In short, the historical context here may provide a vital clue to Smith’s urgent wrestling in his last years with the question of how to synthesize pagan and Christian virtues. Might we not read Smith’s last revisions as an urgent commentary on the prospect and dangers of a new kind of politics: the liberal reform of empire?

  1. Samuel Fleischacker, On Adam Smith’s Wealth of Nations; a Philosophical Companion (Princeton: Princeton University Press, 2005), p. 111,115.

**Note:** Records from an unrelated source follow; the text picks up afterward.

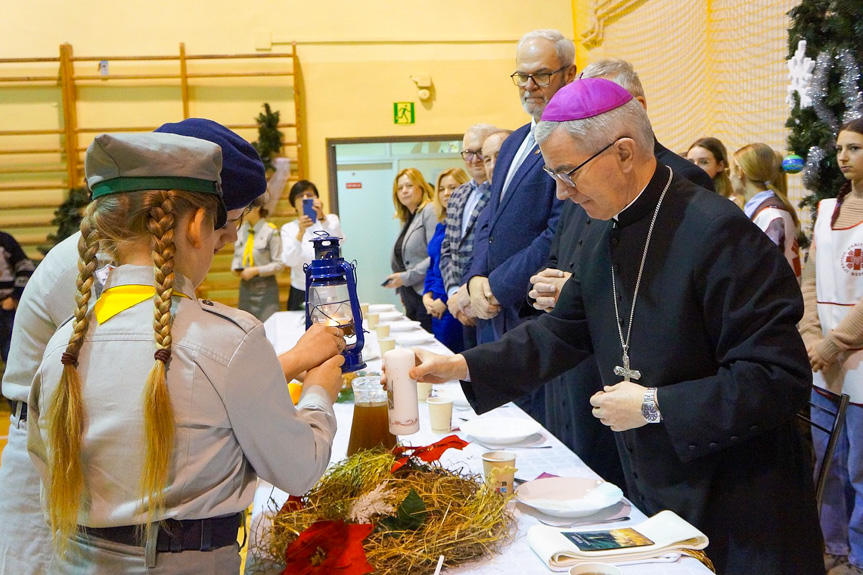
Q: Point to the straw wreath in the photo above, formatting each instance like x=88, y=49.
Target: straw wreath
x=463, y=520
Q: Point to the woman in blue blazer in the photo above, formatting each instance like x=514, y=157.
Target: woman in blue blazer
x=412, y=199
x=445, y=327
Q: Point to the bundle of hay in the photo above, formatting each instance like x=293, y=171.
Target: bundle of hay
x=419, y=512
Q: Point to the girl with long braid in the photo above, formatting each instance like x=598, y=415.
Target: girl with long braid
x=153, y=412
x=757, y=176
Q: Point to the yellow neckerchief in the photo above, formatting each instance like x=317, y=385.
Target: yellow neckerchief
x=120, y=298
x=248, y=254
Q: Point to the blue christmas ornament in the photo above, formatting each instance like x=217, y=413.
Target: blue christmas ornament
x=793, y=163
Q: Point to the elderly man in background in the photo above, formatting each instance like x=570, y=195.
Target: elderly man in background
x=692, y=316
x=491, y=151
x=464, y=206
x=516, y=228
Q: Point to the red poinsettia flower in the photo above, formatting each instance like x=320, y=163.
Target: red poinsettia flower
x=329, y=548
x=427, y=453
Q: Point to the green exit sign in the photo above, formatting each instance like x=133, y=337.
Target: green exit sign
x=403, y=113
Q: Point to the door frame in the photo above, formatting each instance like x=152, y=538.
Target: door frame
x=332, y=167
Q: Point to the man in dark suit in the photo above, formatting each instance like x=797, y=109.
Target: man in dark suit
x=692, y=314
x=567, y=397
x=516, y=227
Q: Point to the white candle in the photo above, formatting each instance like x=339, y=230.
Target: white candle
x=401, y=392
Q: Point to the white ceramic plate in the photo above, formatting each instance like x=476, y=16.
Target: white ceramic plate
x=391, y=316
x=500, y=430
x=404, y=325
x=414, y=338
x=568, y=496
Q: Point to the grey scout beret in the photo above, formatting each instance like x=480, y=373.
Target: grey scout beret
x=154, y=161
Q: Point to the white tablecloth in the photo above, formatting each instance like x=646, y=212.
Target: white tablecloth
x=285, y=328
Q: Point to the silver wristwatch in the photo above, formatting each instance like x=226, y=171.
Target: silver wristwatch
x=649, y=408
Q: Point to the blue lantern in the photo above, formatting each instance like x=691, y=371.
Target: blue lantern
x=331, y=297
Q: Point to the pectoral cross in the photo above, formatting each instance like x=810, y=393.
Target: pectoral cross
x=625, y=371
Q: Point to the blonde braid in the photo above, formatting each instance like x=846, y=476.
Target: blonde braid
x=158, y=411
x=66, y=412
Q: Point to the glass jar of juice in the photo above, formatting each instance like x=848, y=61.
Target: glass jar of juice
x=370, y=427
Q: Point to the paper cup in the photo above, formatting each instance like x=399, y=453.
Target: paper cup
x=498, y=468
x=595, y=569
x=386, y=344
x=296, y=390
x=440, y=414
x=383, y=330
x=423, y=390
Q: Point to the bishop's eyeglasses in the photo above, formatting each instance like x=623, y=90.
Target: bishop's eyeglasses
x=541, y=79
x=566, y=177
x=469, y=155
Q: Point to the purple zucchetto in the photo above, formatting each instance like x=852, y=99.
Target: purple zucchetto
x=584, y=99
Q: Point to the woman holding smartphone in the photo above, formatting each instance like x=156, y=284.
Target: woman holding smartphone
x=410, y=260
x=257, y=261
x=297, y=248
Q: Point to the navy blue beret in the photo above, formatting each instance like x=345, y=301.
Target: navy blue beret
x=243, y=175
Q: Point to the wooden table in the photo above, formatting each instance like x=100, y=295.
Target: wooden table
x=285, y=328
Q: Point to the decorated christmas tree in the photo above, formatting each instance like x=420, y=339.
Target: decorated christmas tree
x=270, y=138
x=825, y=58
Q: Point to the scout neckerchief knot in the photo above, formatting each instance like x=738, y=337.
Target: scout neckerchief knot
x=120, y=298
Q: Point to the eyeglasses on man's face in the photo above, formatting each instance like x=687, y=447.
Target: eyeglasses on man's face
x=469, y=155
x=566, y=177
x=542, y=79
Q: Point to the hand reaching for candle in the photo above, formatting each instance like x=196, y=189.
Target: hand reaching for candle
x=394, y=281
x=546, y=286
x=619, y=406
x=460, y=301
x=317, y=345
x=434, y=368
x=328, y=375
x=815, y=359
x=482, y=300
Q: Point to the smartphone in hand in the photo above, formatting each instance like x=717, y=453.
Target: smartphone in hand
x=309, y=209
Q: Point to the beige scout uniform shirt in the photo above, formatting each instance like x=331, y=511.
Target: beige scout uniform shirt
x=234, y=415
x=266, y=252
x=48, y=300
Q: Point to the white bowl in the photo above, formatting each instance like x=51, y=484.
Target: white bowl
x=404, y=325
x=453, y=392
x=500, y=430
x=568, y=496
x=390, y=316
x=413, y=338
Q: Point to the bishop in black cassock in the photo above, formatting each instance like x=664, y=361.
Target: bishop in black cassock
x=714, y=331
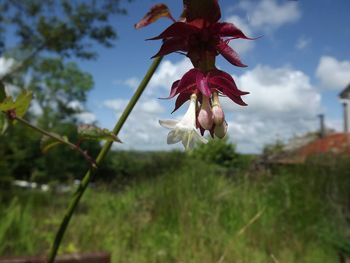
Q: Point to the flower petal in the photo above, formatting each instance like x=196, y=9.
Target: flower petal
x=232, y=96
x=175, y=136
x=227, y=52
x=229, y=30
x=202, y=83
x=171, y=45
x=168, y=124
x=188, y=81
x=178, y=29
x=180, y=100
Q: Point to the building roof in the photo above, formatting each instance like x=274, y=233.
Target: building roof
x=335, y=143
x=345, y=94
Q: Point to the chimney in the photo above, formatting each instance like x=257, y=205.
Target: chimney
x=346, y=116
x=322, y=126
x=345, y=99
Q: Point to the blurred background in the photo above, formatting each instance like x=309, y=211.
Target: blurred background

  2. Jennifer Mori, “The Political Theory of William Pitt the Younger,” History, Vol. 83, No. 270 (April 1998): 237-38; Boyd Hilton, A Mad, Bad, and Dangerous People? England 1783-1846 (Oxford: Oxford University Press, 2006), p. 116, 119.
  3. Linda Colley, Britons; Forging the Nation 1707-1837 (London: Pimlico, 1992), p. 168, 170.
  4. David Raynor, Adam Smith: Two Letters to Henry Beaufoy, MP, Scottish Journal of Political Economy, Vol. 43, No. 5 (November 1996): 586.